# insulating a tin shed?



## nervous (Sep 30, 2012)

any one know of any DIY that i can use to insulate my tin shed? i have my rats in there and i want to try and get the temps down in the summer time as it gets pretty hot in there... 
lose rat most summers due to the heat.

or is there any particular paint etc... that will take away some degrees?



Thanks
Ben


----------



## AndrewHenderson (Sep 30, 2012)

Look at using aircell, It's a bit pricey but well worth it. Probably won't be much difference in price to paint actually. There are some paints that reflect heat quite well, you would have to go into a paint shop for advice.


----------



## mad_at_arms (Sep 30, 2012)

Painting the roof a lighter colour will help reduce the amount of heat it will retain. 
But you really need to line the ceiling with some insulation.


----------



## bigjoediver (Sep 30, 2012)

There are some paints specifically designed for roofs to lower the surface temps and I think Bunnings does sell it. You can also get insulation on a roll bonded to silver paper/foil but would have to go to an insulation place to get it and tips on how to install it.


----------



## benjamind2010 (Sep 30, 2012)

Speaking of paint...yep, my roof is painted pure solid white. I feel this reduces the max temps by about 5 degrees which makes a big difference when it gets hot.


----------



## peter1929 (Sep 30, 2012)

try the old way, use a small waterpump with a small sprinkler on top on the shed, do not forget to recycle the water if you can, it will cool down over night for use the next day


----------



## -Peter (Sep 30, 2012)

Put a false roof, Leaving an airflow space of about 100mm. Allow for overhang(eaves) to create shade on the walls as well. Put in mesh windows on the shade side and plant a shade tree next to the shed. Insulate the walls and the roof inside with bats and line that with some cheap 3mm MDF.


----------



## saximus (Sep 30, 2012)

I know this isn't an insulating tip and it depends how big your rodent setup is but this is how I keep mine cool in the shed during summer. The black tub is filled with water and the white tub with the rats in it sort of floats in it. On the super hot days I put ice bottles in there like in the pic. I didn't lose a single animal last summer using this method. It's incredibly effective and probably the cheapest option you'll find. Like I said though, if you have heaps of rats, it might be difficult


----------



## sd1981 (Sep 30, 2012)

I used sandwich panels, like a cool room.... Couple of whirly birds and alls good.... I also reversed this for outdoor heat boxes by making a small box out of the panels and running heat cord....


----------



## saximus (Sep 30, 2012)

sd1981 said:


> I used sandwich panels, like a cool room.... Couple of whirly birds and alls good.... I also reversed this for outdoor heat boxes by making a small box out of the panels and running heat cord....
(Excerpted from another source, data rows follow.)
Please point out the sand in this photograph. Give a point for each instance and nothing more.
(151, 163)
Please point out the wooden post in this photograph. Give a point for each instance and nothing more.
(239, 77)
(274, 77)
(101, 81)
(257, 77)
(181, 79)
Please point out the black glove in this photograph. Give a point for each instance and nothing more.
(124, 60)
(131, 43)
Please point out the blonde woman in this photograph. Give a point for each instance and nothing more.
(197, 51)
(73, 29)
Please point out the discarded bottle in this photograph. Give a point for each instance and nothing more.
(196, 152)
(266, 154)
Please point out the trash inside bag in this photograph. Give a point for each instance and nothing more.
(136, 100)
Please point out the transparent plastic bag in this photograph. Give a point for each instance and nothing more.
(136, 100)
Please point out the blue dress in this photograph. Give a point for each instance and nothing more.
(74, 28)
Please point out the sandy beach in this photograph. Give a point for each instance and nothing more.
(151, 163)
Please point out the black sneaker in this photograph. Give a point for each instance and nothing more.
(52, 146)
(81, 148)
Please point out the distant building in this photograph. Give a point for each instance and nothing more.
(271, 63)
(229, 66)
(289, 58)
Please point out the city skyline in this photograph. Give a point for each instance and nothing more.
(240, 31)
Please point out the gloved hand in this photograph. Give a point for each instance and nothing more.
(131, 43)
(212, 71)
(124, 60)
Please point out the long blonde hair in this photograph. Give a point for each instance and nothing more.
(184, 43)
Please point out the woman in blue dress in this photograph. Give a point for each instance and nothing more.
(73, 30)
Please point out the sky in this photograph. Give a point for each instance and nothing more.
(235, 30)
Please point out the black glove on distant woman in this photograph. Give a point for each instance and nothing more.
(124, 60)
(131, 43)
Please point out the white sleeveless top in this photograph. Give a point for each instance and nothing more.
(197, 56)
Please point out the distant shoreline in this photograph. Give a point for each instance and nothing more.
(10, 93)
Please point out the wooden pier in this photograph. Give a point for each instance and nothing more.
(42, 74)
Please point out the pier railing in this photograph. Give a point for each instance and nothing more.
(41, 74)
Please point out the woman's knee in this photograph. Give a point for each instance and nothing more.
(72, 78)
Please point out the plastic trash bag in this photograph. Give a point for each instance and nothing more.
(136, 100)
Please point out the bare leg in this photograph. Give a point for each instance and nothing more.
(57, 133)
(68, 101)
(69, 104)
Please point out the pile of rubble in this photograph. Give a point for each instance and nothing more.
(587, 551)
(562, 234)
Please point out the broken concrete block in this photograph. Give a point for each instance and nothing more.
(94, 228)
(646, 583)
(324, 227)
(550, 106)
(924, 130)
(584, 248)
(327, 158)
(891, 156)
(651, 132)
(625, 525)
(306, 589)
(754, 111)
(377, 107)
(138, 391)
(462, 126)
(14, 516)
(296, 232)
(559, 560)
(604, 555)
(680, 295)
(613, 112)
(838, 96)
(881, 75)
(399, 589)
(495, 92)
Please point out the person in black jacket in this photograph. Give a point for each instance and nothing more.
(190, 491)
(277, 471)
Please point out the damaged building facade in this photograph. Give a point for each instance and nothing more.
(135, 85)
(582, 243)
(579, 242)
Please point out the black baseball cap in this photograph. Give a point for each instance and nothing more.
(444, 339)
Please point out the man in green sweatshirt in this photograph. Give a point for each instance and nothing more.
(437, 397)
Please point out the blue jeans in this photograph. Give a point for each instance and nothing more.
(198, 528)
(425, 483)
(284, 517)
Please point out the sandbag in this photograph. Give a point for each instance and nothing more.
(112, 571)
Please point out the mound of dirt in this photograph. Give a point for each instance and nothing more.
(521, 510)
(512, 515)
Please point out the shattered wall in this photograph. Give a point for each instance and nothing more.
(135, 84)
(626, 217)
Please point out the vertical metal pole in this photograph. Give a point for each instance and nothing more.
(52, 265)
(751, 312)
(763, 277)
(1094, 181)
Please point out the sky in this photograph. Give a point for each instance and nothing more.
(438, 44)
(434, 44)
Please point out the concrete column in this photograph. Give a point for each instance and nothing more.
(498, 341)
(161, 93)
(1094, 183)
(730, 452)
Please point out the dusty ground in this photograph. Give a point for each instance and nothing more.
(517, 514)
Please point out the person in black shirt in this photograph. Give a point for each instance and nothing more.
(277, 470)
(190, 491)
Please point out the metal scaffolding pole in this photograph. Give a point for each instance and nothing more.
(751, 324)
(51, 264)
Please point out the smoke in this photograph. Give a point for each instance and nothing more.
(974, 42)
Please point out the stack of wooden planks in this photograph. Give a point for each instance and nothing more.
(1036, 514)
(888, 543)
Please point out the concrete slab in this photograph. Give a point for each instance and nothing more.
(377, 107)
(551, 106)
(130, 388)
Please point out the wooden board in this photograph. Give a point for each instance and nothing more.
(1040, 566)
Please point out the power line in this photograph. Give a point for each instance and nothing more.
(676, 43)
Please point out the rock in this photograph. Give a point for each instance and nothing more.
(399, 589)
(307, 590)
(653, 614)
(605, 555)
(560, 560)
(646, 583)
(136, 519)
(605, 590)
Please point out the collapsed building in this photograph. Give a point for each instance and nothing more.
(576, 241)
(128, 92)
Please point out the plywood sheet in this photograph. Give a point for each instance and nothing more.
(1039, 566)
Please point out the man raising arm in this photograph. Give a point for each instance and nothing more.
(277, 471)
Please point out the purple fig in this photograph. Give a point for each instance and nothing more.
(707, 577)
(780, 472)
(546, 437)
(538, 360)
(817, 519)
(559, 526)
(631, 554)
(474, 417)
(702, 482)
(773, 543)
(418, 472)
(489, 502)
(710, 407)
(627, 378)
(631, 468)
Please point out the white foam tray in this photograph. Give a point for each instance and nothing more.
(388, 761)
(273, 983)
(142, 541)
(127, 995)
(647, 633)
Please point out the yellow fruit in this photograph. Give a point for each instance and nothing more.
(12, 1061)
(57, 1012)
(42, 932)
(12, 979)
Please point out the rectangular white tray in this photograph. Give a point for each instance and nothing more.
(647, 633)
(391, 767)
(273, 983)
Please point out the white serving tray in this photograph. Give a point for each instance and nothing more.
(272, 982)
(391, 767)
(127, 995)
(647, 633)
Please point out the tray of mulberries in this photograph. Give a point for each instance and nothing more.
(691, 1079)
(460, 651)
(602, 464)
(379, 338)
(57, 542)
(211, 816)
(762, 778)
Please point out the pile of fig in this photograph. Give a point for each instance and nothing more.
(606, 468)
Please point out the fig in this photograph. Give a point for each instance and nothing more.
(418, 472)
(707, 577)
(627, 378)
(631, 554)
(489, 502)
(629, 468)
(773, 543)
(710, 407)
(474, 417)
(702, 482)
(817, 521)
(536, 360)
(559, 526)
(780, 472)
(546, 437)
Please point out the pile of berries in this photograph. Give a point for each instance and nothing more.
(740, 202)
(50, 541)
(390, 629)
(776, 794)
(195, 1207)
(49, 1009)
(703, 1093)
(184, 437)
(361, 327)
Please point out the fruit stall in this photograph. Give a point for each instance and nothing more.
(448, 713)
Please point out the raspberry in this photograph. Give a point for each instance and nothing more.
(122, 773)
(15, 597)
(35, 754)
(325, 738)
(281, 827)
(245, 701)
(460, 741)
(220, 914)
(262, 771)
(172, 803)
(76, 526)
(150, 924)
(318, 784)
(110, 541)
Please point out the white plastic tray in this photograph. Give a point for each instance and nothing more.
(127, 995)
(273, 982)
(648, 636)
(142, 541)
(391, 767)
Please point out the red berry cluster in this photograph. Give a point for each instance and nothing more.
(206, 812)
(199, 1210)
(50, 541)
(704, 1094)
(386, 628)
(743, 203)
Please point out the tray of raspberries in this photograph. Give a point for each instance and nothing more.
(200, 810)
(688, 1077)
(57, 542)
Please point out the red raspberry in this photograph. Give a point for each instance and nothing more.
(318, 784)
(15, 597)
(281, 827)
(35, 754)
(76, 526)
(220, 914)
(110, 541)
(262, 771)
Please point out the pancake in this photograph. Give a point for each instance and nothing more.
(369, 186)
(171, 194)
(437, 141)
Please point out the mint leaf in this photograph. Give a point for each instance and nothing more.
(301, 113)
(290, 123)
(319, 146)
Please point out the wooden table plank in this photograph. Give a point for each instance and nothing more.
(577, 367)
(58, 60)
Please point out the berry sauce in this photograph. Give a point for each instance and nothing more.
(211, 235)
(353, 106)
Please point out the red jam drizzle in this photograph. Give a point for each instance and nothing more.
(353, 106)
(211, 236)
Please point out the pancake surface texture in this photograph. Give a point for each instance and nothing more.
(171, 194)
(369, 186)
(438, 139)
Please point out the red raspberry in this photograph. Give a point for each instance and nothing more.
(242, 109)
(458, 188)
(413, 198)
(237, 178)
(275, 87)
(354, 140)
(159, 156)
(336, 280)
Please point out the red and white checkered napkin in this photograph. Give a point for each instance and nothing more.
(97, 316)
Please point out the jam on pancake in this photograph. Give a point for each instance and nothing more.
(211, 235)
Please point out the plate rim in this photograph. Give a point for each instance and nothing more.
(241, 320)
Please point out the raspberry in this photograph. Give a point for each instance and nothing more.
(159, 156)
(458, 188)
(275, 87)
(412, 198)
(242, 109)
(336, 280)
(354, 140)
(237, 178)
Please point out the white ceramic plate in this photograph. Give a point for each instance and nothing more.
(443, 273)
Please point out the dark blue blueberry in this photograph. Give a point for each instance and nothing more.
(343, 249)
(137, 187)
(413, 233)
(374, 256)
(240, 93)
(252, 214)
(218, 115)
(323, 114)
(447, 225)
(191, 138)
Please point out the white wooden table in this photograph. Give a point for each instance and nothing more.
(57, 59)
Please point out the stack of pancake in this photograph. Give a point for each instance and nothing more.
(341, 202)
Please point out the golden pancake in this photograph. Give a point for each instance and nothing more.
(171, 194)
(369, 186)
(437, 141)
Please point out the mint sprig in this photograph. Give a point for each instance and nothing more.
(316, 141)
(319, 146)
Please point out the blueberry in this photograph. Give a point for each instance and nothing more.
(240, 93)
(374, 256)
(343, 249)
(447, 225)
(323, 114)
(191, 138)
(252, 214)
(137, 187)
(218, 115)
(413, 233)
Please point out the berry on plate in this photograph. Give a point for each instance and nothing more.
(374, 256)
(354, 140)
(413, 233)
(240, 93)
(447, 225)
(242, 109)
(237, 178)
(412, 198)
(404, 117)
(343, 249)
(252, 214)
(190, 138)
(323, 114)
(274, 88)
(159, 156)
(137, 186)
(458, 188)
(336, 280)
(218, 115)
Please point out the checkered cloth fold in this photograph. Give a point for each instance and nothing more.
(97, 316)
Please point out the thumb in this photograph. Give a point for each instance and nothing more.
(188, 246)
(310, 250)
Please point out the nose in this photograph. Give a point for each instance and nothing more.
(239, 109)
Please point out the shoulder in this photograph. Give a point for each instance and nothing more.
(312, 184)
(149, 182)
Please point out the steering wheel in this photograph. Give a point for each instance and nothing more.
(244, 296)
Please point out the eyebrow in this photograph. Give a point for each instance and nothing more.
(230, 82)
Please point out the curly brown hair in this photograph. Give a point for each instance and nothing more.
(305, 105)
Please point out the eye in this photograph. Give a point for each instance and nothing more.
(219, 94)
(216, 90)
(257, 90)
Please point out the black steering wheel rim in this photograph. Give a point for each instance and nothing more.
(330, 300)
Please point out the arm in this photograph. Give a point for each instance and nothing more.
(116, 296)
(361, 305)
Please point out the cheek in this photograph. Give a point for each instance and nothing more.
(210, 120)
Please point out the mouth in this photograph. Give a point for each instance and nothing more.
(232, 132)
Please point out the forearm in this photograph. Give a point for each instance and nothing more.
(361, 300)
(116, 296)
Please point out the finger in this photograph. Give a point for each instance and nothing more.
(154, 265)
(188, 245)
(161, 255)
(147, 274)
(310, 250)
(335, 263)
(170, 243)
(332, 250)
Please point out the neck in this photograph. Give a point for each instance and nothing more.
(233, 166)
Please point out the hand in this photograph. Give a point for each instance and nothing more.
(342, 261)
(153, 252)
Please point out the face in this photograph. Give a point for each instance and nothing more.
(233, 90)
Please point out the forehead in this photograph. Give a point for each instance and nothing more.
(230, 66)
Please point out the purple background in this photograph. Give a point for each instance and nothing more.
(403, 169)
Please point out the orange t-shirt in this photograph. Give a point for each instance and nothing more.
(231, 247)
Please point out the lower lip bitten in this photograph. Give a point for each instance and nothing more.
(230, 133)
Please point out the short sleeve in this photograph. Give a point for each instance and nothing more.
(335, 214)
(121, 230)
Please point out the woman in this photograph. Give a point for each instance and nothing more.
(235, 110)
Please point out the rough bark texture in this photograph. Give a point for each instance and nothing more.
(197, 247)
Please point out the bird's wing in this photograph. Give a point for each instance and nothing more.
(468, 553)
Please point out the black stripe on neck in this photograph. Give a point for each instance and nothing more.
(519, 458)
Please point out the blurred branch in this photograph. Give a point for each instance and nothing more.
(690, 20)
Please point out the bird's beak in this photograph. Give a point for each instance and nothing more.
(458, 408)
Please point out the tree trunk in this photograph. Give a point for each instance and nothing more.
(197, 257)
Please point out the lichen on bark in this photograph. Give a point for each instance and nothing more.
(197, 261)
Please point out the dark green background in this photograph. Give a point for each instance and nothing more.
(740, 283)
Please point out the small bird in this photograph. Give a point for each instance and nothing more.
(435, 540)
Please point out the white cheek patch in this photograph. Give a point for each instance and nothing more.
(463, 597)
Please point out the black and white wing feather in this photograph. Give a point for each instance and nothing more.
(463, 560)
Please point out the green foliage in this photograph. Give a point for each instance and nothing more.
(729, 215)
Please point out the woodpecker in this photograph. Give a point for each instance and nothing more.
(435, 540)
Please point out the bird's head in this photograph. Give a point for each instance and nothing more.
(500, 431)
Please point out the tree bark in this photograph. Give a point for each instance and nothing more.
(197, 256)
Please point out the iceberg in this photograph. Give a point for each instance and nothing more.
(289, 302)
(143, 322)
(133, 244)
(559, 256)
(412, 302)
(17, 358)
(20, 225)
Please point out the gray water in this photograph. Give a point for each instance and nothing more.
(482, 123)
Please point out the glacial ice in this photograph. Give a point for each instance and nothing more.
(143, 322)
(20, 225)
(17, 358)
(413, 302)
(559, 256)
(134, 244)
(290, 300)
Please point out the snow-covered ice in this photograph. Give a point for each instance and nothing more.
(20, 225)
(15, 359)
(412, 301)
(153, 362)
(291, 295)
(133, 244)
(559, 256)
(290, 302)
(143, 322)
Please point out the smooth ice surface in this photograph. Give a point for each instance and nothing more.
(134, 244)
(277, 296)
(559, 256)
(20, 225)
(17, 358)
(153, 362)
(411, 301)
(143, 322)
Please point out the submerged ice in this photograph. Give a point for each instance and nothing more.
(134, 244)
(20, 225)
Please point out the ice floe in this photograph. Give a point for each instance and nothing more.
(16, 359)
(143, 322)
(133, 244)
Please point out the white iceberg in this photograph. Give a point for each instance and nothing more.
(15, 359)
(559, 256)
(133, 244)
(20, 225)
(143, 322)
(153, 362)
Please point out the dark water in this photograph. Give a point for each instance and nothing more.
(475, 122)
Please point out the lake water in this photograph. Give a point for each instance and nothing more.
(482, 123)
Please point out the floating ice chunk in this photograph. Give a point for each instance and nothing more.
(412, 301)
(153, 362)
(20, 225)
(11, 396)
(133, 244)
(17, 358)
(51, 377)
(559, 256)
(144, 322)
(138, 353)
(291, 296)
Where do you get these? I'd love to get my hands on some


----------



## wokka (Oct 1, 2012)

saximus said:


> Where do you get these? I'd love to get my hands on some


There are many factories in Western sydney and also on ebay. About $35 per sq meter for 75mm thick

- - - Updated - - -

To cool a tin shed:
Shade is probably the starting point.-A simple shade cloth tent should work. 
Next evacuate hot air from inside the shed if outside air is cooler - either wirliebirds or thermostatically controlled exaust fan
If the outside ambient temp is still too high then you have to cool the air.- air conditioning


----------



## BigBrad (Oct 2, 2012)

Hey guys you can pm me if u like regarding the cool room panels I've got some used ones coming in a couple of weeks in good condition I'm getting them off a mate and plan to make an incubator for myself and was planning to make a few extra to sell but I might part with some sheets.

- - - Updated - - -

Hey guys you can pm me if u like regarding the cool room panels I've got some used ones coming in a couple of weeks in good condition I'm getting them off a mate and plan to make an incubator for myself and was planning to make a few extra to sell but I might part with some sheets.


----------



## wokka (Oct 3, 2012)

wokka said:


> There are many factories in Western sydney and also on ebay. About $35 per sq meter for 75mm thick
> 
> - - - Updated - - -


thats a new price i paid $10 a 2.4x1.2m sheet when i biult my snake rooms. like everything you just need to be in the right place at the right time to come up with secondhand material.


----------